Improve LLM-as-a-Judge Ability as a General Ability
Jiachen Yu, Shaoning Sun, Xiaohui Hu, Jiaxu Yan, Kaidong Yu, Xuelong Li
TL;DR
This work reframes LLM-based judging as a general capability and introduces a data-efficient two-stage training framework (SFT warm-up followed by DPO enhancement) combined with a targeted data-synthesis pipeline. The approach achieves state-of-the-art results on RewardBench with only a fraction of the data used by prior methods and demonstrates strong general-ability performance on multiple benchmarks, including AlignBench and MT-Bench. The authors also validate downstream benefits by showing improved policy-model optimization using judge-provided signals, and they open-source model weights and data to promote reproducibility and further research. Overall, the study shows that judicious data generation and staged training can jointly improve judge quality and broader model capabilities while reducing data and compute requirements.
Abstract
LLM-as-a-Judge leverages the generative and reasoning capabilities of large language models (LLMs) to evaluate LLM responses across diverse scenarios, providing accurate preference signals. This approach plays a vital role in aligning LLMs with human values, ensuring ethical and reliable AI outputs that align with societal norms. Recent studies have raised many methods to train LLM as generative judges, but most of them are data consuming or lack accuracy, and only focus on LLM's judge ability. In this work, we regard judge ability as a general ability of LLM and implement a two-stage training approach, comprising supervised fine-tuning (SFT) warm-up and direct preference optimization (DPO) enhancement, to achieve judge style adaptation and improve judgment accuracy.
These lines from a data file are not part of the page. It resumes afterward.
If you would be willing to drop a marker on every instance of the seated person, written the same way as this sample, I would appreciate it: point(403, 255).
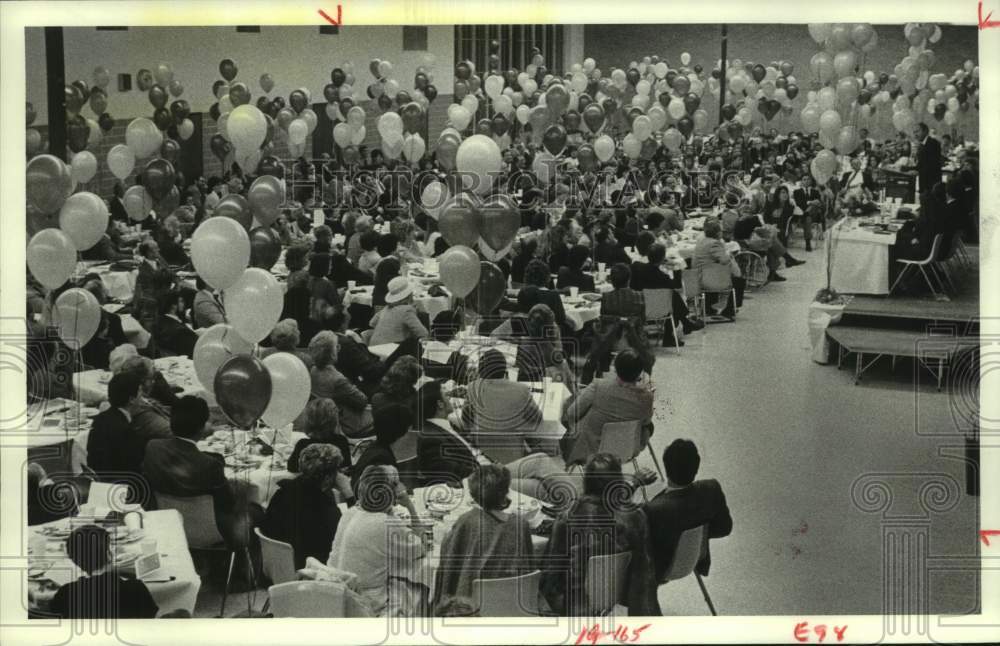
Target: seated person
point(372, 542)
point(399, 384)
point(321, 426)
point(171, 242)
point(327, 381)
point(285, 338)
point(107, 445)
point(602, 521)
point(101, 593)
point(438, 360)
point(536, 291)
point(685, 504)
point(540, 350)
point(710, 250)
point(607, 249)
point(626, 396)
point(177, 467)
point(303, 511)
point(485, 542)
point(369, 258)
point(443, 454)
point(398, 321)
point(391, 423)
point(173, 336)
point(573, 275)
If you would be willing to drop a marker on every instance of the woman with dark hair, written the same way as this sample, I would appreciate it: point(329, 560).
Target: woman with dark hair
point(536, 291)
point(601, 522)
point(321, 426)
point(779, 210)
point(303, 511)
point(385, 271)
point(485, 542)
point(540, 350)
point(153, 281)
point(370, 537)
point(572, 274)
point(399, 384)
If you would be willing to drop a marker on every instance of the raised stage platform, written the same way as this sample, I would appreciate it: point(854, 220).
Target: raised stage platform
point(930, 332)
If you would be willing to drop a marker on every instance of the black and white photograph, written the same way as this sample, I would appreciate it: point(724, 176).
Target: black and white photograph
point(578, 325)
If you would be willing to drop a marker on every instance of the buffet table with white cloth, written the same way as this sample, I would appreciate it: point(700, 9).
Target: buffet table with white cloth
point(174, 585)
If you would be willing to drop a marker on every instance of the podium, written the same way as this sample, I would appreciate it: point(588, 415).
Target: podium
point(899, 184)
Additionally, we introduce an efficient data synthesis method to generate judgmental content. Experimental results demonstrate that our approach, utilizing only about 2% to 40% of the data required by other methods, achieves SOTA performance on RewardBench. Furthermore, our training method enhances the general capabilities of the model by constructing complicated judge task, and the judge signals provided by our model have significantly enhanced the downstream DPO training performance of our internal models in our test to optimize policy model with Judge Model. We also open-source our model weights and training data to facilitate further research.